Over a thousand riders, launching themselves en masse from the snow-covered peak of a French mountain. Multiple routes, trails, and line choices. 2,000 metres of arm aching, finger clenching vertical decent. 30 km of lung busting riding. Several hours of hard, technical, relentless rocky descending.
This is the Megavalanche.
It’s a crazy, amazing spectacle, and something I’ve loved watching and following since I first started mountain biking, which by all accounts wasn’t really very long ago. Five years in fact.
That’s certainly not a long time riding compared to a lot of other women, and in particular other women who work in the bike industry – and compared to the pros, barely the blink of an eye. I am not a natural, but I love riding, and I’m learning all the time.
Which makes the next bit all the more interesting. The organisers of the Megavalanche approached Total Women’s Cycling to see if one of us would like to take part in the event, and I found myself thinking – what if?
What if I decided to give it a go? What if I had something like that to aim for? Something big to motivate me to push my riding (and shift the stubborn extra portions of Christmas turkey).
Could I, a rider who tends to get freaked out on trail centre features I know I could probably do if I was a bit more gung-ho, get good enough to ride an event I’ve been in awe of for quite some time.
Could I do THAT?
What’s it like?
Obviously the first step is a bit more research. Is this realistically something I might have a chance at, or would it be the equivalent of signing up for the Red Bull Rampage (which I will NOT be doing – see why here).
The Megavalanche has been running for over 10 years, and has been described in various terms but is basically a down hill mountain bike endurance race. It’s gained a cult status as one of THE races to try if you’re a mountain biker.
There are a few ways to research this, and one of those is the hundreds of go-pro films that abound online. I grabbed a few videos at random and settled down for a watch.
My first thoughts are ‘Actually, a lot of it looks okay – rough, technical, but not ‘oh my GAWD’. My boyfriend helpfully chips in at this point with ‘don’t forget that video always flattens things out – it’s steeper than it looks there’. Thanks.
Step two – and probably a better gauge of what it’s like – is to talk to some people who have actually done the event. So I pinged off a few emails, and the helpful responses flooded back.
“I truly believe pretty much anyone can do the Mega – it was my first ever downhill race in the days when I didn’t even really know what downhill was!

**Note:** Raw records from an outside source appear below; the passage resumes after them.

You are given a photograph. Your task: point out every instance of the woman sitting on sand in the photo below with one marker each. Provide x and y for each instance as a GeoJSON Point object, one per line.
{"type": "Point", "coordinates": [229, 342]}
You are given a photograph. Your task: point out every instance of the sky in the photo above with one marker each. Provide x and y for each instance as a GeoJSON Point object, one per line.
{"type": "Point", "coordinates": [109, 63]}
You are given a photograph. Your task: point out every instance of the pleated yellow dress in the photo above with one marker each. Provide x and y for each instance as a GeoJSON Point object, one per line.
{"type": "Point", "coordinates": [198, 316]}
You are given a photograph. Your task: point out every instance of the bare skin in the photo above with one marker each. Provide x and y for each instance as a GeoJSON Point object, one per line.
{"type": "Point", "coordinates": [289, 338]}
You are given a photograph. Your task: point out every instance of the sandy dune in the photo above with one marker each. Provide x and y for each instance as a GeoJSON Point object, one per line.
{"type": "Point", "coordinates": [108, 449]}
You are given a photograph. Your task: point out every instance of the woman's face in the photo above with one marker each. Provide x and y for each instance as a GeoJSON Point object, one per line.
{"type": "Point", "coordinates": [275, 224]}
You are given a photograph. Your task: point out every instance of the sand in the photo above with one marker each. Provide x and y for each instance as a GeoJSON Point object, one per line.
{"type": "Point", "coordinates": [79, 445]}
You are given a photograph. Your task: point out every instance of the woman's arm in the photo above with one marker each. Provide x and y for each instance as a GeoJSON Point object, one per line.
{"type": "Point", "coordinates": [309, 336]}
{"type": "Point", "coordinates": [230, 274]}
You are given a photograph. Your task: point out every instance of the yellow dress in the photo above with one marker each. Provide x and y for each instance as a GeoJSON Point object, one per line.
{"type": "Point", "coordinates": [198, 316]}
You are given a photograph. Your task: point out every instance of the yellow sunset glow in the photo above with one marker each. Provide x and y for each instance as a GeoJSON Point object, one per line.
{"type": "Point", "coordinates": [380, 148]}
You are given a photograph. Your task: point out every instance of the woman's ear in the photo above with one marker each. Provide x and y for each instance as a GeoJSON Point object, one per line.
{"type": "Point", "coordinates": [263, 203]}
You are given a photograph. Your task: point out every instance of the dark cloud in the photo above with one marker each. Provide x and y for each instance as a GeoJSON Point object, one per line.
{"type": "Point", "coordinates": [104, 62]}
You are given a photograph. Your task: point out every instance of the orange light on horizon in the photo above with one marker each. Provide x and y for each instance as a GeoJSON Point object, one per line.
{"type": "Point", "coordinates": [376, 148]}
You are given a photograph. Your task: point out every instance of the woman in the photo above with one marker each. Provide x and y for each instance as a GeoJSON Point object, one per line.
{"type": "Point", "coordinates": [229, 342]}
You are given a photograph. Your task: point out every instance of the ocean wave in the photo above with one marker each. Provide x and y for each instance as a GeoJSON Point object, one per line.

It’s just how fast you go that makes it gnarly – it’s all rollable. The first day and race day will undoubtedly be overwhelming, but everyone is in the same boat. Do it!”
This was a reassuring reaction. Maybe this really is something I could do?
Katy Curd got back to me next;
“The mega has to be the race on everyone’s bucket list whether you race or not. I was definitely nervous the first time I did it but more because I didn’t really know what to expect. The riding there is amazing though. There is nothing on either of the qualifying track or the main race track that is too hard to ride.
You just have to remain calm and confident and try to focus on your riding rather than the 100’s of riders around you. It really is a fun race and if you can make it to the bottom in one piece you know you’ve done a good job!”
Katy Curd is herself about to embark upon the 2014 Downhill World Cup circuit, so I did think to myself that what Katy thought was rideable might look a tad different to me. (She says ‘small drop’ I say ‘cliff’?).
But she too was really positive about how great an experience it was. Apart from the ‘in one piece’ bit.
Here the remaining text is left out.